Bu arada garsonumuzun da tavsiyesiyle bir büyük deniz levreğini de sipariş ettik. Hemen belirtelim; içki içecek olanlar dikkatli olsunlar, açık, temiz bir deniz havası hemen çarpabilir. Bir bütün olarak ızgaraya konulmasını talep ettiğimiz için yavaş yavaş olan levreğimizi beklerken biz de sessizliğin ve doğanın tadını çıkardık. Sonuç kısmına direk atlamakta fayda var, levreğimiz oldukça lezzetliydi, çok güzel pişirilmişti, balığın kendi lezzeti de çok yerindeydi. Kısacası tam not aldı balığımız.

Bu sefer içki ya da ara sıcak söylemedik, tatlı, meyva türü şeyler de almadık. İçkisiz, ara sıcaksız, tatlısız meyvasız bir hesap için adam başı 50TL ödedik. Bunları da alsak çok da artmayacaktı gerçi hesabımız ama genel kriterlerimiz içinde normal ve pahalı seviyeleri arasına sıkışabilecek bir tutardı. Yemek olarak da, genel anlamda lezzetli bir yer diyebiliriz. Son olarak, güneşi batırıp bir çay içip tekrar dönüş yolumuza koyulduk. Bir daha yine gelmek üzere anlaştık kendi kendimize ve çilekeş trafiğimize geri döndük.

15 Haziran 2009

Balıkçı Karşılaştırması: Aleko Vs. Karaköy Balıkçısı


Merhaba Sevgili Okurlar,
Bu aralar yazmayı ihmal etmiş olabiliriz. Ancak karşılaştırmalı bir yazı ile bunu telafi etmek niyetindeyiz.
Karşılaştırma yapacağımız iki balık lokantası. Biri Karaköy esnafı dışında yurtiçi/yurtdışından da çok fazla müdavimi olan ünlü Karaköy Balıkçısı, diğeri ise Yeniköy’de evlerin arasına sıkışmış eski bir Rum meyhanesi olan Aleko’nun Yeri DenizPark Restoran.

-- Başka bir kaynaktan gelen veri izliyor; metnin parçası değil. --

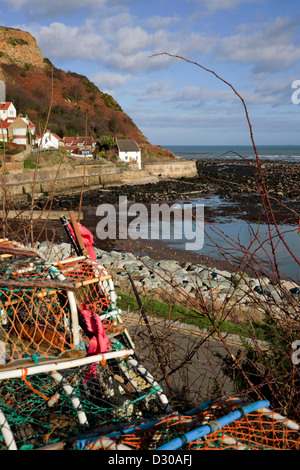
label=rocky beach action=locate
[17,159,300,280]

Karaköy Balıkçısı ile başlayalım. İki tane Karaköy Balıkçısı var. Bir tanesi esnaf lokantası olan, en geç akşam dört gibi kapanan, daha çok çevre çalışnanının gittiği bir balık lokantası. Fakat biz o gün ona değil, onun yan binasının en üst katındaki “restaurant”ına gittik. Adımınızı atar atmaz inanılmaz bir manzara ile karşılaşıyorsunuz. Manzarası bile doyurabilecek nitelikte. Nu Terasmış, 360mış, Voguemuş, Sunsetmiş. Hepsi tarihe karışırlar bu manzara karşısında. Aşağıdaki esnaf lokantasının aksine burası özenle döşenmiş. Fakat daha yeni açıldığından olsa gerek hala duvardaki lambaların elektrik kabloları sarkıyordu. Bunu belirtmemizin bir sebebi var. Merak etmeyin!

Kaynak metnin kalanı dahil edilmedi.